Sie haben sich dafür entschieden, weil auch ihr Partner später Elternzeit nehmen könnte, weil sie vergleichsweise früh eine Betreuung in Anspruch nehmen könnten und weil Engels die Möglichkeit hätte, ihre Sprechzeiten in der Praxis etwas zu reduzieren.

In Norderstedt fündig geworden

Dass die beiden Praxispartnerinnen sich gefunden haben, verdanken sie der gemeinsamen Arbeit in einer Kieler Dermatologenpraxis, in der Engels einen Teil ihrer Weiterbildung absolvierte.

"Wir sind beide geradeheraus und sagen, was wir denken. So gibt es zwischen uns keine Konflikte", sagt Engels über ihre Praxispartnerin.

Die gemeinsame Zeit in der früheren Praxis war für sie ausschlaggebend: "Ich hätte mich nie mit jemandem niedergelassen, den ich kaum kenne."

Die Kombination erschien beiden so optimal, dass Higelke schon ein halbes Jahr früher in die Selbstständigkeit ging und Engels als Assistenzärztin angestellt hätte, wenn sie die Facharztprüfung nicht bestanden hätte. Higelke suchte gezielt nach einer Gemeinschaftspraxis, während Engels ihre Facharztprüfung ablegte.

In Norderstedt wurden sie fündig: zwei männliche Kollegen suchten Nachfolger - einer aus Altersgründen, den anderen zog es an die Westküste. Der Patientenandrang hat unter dem Wechsel nicht gelitten.

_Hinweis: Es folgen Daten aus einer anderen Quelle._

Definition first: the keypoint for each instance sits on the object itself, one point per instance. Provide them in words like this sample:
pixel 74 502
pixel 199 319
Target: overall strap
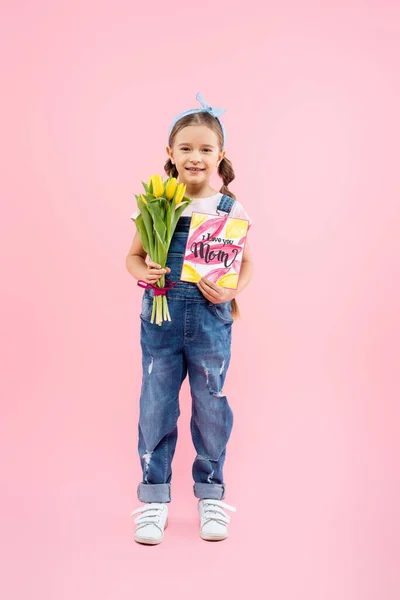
pixel 225 204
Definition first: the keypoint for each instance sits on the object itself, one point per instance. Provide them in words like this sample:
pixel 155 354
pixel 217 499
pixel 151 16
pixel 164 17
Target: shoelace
pixel 151 514
pixel 213 511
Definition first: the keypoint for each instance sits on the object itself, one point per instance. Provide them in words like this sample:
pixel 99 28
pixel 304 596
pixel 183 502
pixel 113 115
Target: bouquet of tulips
pixel 160 208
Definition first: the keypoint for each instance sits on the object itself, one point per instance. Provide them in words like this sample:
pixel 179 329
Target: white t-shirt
pixel 209 206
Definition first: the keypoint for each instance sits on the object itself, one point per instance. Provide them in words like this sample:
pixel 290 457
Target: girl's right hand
pixel 154 272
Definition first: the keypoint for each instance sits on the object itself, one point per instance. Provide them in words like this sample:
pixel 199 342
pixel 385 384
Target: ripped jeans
pixel 196 342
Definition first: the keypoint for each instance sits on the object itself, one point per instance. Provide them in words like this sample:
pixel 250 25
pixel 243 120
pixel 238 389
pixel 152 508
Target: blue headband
pixel 215 112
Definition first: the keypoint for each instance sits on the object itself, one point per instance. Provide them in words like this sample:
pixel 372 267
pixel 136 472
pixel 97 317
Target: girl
pixel 196 341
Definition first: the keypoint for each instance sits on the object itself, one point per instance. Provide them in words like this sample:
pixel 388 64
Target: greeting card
pixel 214 249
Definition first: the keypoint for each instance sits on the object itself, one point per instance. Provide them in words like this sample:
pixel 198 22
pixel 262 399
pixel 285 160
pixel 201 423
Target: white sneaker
pixel 151 523
pixel 213 519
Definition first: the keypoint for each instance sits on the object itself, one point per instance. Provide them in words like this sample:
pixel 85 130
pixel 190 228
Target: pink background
pixel 312 95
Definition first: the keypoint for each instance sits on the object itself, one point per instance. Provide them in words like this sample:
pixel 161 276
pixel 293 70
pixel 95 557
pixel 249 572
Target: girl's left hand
pixel 215 293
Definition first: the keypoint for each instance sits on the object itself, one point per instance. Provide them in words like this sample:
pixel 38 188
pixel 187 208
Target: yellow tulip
pixel 158 186
pixel 180 192
pixel 171 188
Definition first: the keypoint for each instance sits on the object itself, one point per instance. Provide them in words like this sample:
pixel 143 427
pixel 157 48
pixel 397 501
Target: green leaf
pixel 143 234
pixel 158 223
pixel 148 223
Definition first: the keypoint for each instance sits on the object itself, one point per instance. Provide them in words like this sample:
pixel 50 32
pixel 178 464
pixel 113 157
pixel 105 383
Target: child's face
pixel 195 146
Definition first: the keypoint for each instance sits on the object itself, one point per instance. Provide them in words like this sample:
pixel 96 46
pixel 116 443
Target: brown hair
pixel 225 169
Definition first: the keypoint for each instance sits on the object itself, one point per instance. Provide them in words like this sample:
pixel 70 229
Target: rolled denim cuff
pixel 214 491
pixel 154 492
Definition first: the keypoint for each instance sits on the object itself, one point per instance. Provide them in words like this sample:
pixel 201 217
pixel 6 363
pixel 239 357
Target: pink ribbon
pixel 157 290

"Viele Frauen finden das gut. Wir haben viel Zuspruch", sagt Engels. Ihr fällt es leicht, für die Praxis auf eine Klinikkarriere zu verzichten. Denn um die zu verfolgen, hätte sie nach ihren Erfahrungen extrem viel Arbeitszeit in die Forschung investieren müssen.

"Und es herrscht harte Konkurrenz - darauf hatte ich keine Lust", sagt sie.

Jungen Kolleginnen will sie dennoch nicht uneingeschränkt zur Niederlassung als Vertragsärztin raten, sondern rät, sich auf das Bauchgefühl zu verlassen: "Wer Ängste und Zweifel hat, sollte den Schritt lieber noch nicht wagen."